GUATEMALA CITY (AP) — Hundreds of Guatemalans set out from various points of the capital Thursday to protest alleged corruption by a deeply unpopular government, the high cost of living and attacks on freedom of expression.

University students, faculty and other employees marched from the campus of the capital’s only public university carrying signs demanding that the corrupt get out. “If there is no justice for the people, let there be no peace for the government!” read one.

President Alejandro Giammattei is under fire for his reappointment of Attorney General Consuelo Porras, who has been criticized by the United States government and others for blocking corruption investigations and instead pursuing the prosecutors and judges who used to carry them out.

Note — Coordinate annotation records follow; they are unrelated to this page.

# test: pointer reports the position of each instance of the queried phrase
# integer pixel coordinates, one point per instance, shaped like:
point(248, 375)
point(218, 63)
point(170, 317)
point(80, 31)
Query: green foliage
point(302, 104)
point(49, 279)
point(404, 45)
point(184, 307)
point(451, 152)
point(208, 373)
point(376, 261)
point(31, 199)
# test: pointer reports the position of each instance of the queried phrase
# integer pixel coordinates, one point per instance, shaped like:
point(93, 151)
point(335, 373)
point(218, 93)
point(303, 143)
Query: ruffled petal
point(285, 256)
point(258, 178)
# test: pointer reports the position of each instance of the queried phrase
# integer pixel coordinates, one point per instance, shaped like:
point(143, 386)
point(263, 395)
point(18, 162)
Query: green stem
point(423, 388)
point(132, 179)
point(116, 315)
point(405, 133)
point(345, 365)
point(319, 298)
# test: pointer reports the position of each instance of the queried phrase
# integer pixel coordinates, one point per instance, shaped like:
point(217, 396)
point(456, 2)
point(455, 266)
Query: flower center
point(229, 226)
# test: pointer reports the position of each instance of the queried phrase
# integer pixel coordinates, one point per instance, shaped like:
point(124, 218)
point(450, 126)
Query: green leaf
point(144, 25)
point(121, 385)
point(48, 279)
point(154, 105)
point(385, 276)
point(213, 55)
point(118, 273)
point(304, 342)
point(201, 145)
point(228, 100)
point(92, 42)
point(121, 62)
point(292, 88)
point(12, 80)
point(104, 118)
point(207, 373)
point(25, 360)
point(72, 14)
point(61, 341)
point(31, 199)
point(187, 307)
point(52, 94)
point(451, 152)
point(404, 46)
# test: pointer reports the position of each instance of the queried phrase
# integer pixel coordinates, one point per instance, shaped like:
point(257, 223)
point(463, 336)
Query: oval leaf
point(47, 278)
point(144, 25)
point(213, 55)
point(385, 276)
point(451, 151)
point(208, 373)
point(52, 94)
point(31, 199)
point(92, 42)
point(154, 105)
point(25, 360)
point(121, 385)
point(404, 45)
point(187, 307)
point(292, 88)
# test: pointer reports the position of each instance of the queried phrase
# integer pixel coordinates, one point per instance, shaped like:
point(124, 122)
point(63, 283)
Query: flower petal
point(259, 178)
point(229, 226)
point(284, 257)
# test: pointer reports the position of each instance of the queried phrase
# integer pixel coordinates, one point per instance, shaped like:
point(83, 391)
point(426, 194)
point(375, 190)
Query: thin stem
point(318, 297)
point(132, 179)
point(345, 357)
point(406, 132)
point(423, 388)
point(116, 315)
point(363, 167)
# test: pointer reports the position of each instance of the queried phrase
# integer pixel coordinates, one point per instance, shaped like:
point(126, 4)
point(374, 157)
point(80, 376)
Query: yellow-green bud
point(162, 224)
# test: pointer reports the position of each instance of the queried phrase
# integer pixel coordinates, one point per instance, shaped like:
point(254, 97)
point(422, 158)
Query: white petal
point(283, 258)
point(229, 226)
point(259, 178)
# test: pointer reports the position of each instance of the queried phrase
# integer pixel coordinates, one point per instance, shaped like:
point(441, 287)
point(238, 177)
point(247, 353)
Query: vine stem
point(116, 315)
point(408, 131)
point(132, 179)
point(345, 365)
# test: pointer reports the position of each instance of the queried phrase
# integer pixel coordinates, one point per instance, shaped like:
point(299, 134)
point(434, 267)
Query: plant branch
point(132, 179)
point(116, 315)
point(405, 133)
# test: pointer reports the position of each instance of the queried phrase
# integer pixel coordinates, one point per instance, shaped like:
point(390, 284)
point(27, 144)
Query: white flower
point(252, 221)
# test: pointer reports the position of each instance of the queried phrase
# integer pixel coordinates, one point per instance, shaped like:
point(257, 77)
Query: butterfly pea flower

Most recently, her office arrested award-winning journalist José Rubén Zamora whose El Periodico newspaper has a reputation for corruption investigations, including against Giammattei.

Marchers were headed for Guatemala City’s historic downtown and the seat of power.

Leaders of Guatemala’s Indigenous population joined Thursday’s march as well, warning that the rising cost of living in the country was harming the people.

Enrique Saquic, an Indigenous leader from Santa Lucia Utatlán, said “they are strangling us, our brothers, our people are those who are suffering all this high cost of living.”

He also noted that the co-optation of the justice system had left Guatemalans defenseless.

Daniel Pascual, leader of the Committee of Farmer Unity, said the cost of living “means an increase in hunger for the poor.”

“The corruption in the end is the stealing of money from the people and those who pay taxes are the poor and middle class, because the rich don’t contribute equitably to the country,” Pascual said.

The United States has sanctioned Porras and included her and others on a list of corrupt actors in Guatemala who pose a threat to democracy. Giammattei however has stood by her, reappointing her to a second four-year term earlier this year.